20,000 sign petition demanding Pope funds UK visit

A PETITION calling for the Pope to pay for his own visit to Britain has received more than 20,000 signatures.

The estimated £20million cost of the four-day visit to these shores, which begins in Edinburgh, will largely be met by the taxpayer.

But the National Secular Society have launched an online petition calling for the Pope to pay for his own visit.

President Terry Sanderson said: "We thought when we heard the Pope was coming there must be an element of hostility to it from the groups he has criticised and made life difficult for, so we decided we would put this petition online.

"We thought we would get a few hundred signatures but we now have more than 20,000.

"We have a slot to deliver the petition to Downing Street on March 4.

"We did a lot of research into how much it cost other countries to host similar visits and we think that's a conservative estimate, particularly given the scale of security needed.

"We're not saying don't come, but we think it should be a pastoral visit funded by the church and not a state visit funded by the taxpayer."

Pope Benedict XVI's visit - the country's first papal visit since John Paul II's historic Mass at Glasgow's Bellahouston Park in 1982 - is scheduled to begin in Scotland.

He will fly from Rome to Edinburgh on September 16, where he will be received by the Queen at Holyrood Palace.

The pontiff will also visit Glasgow, where he is expected to address thousands of worshippers at an open-air event at Glasgow Green.

A spokesman for the Catholic Church in Scotland said: "This is a state visit at the invitation of the UK Government and so the standard approach is they will fund the cost.

"There might be some costs to the Catholic Church - that's still to be decided.

"There were objections to the visit by the Pope in 1982, which had no direct impact whatsoever on what was agreed to be a tremendous event for Scotland.

"Where do the objections come from? The chronic weakness of online petitions is that fictional characters from anywhere can sign.

"The important thing is to establish the true level of opposition that really exists.
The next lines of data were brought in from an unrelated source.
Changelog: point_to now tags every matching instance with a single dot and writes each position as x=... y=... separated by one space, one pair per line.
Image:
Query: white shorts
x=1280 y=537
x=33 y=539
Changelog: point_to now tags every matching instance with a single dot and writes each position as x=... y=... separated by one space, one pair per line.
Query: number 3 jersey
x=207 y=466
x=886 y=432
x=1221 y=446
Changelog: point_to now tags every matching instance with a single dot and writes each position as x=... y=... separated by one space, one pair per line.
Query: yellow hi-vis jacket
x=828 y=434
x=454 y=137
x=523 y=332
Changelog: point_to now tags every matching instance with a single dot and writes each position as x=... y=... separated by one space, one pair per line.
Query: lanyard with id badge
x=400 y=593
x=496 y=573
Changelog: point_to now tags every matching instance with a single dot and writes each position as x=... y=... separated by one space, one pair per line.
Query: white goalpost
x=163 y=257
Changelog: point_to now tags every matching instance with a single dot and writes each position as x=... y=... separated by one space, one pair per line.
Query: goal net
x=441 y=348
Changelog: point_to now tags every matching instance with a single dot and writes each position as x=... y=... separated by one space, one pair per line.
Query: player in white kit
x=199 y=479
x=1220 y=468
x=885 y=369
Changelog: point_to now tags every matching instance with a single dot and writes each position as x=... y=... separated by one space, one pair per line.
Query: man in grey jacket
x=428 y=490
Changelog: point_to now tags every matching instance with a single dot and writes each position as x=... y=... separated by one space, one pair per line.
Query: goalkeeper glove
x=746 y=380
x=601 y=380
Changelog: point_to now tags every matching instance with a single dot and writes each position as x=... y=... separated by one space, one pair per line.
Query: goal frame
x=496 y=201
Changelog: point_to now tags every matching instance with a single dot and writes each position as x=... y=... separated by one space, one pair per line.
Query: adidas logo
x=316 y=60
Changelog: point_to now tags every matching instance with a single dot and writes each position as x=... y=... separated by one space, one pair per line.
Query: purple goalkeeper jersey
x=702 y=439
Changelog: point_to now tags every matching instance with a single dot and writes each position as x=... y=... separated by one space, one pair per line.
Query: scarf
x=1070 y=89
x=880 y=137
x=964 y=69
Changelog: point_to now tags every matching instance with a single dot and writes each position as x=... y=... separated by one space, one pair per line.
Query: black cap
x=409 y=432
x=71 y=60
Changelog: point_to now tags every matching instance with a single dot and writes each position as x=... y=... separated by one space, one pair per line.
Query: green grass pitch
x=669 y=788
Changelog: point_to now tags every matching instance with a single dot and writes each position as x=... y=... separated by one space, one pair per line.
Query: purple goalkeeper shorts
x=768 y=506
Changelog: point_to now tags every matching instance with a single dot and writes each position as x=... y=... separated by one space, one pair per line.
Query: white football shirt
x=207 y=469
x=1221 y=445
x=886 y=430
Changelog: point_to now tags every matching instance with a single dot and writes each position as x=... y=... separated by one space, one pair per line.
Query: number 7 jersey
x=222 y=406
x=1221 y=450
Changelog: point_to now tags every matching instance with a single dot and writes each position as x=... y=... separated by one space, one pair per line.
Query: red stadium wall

It's likely to be minimal and marginal."

Gordon Brown invited Benedict XVI but is understood to have made clear that the Government will not cover all the costs.

A spokesman for the Foreign Office said: "We are still in discussions with the Vatican about the visit programme and it's too early to discuss costs."

A wave of protests are expected to greet the visit after the Pope sparked fury among secular and gay rights campaigners when he attacked equality legislation in Britain.

He said it ran contrary to "natural law" and imposed unjust limitations on the freedom of religious communities.

The pontiff's remarks to bishops of England and Wales were seen as an attack on the sexual orientation regulations which forced Catholic adoption agencies to consider gay couples.

The leader of the Catholic Church in Scotland, Cardinal Keith O'Brien, said: "Scottish Catholics continue to feel the effects of secularisation.

"That's why the voice of the Church is clearly audible against secularisation and of certain laws that the Government plans."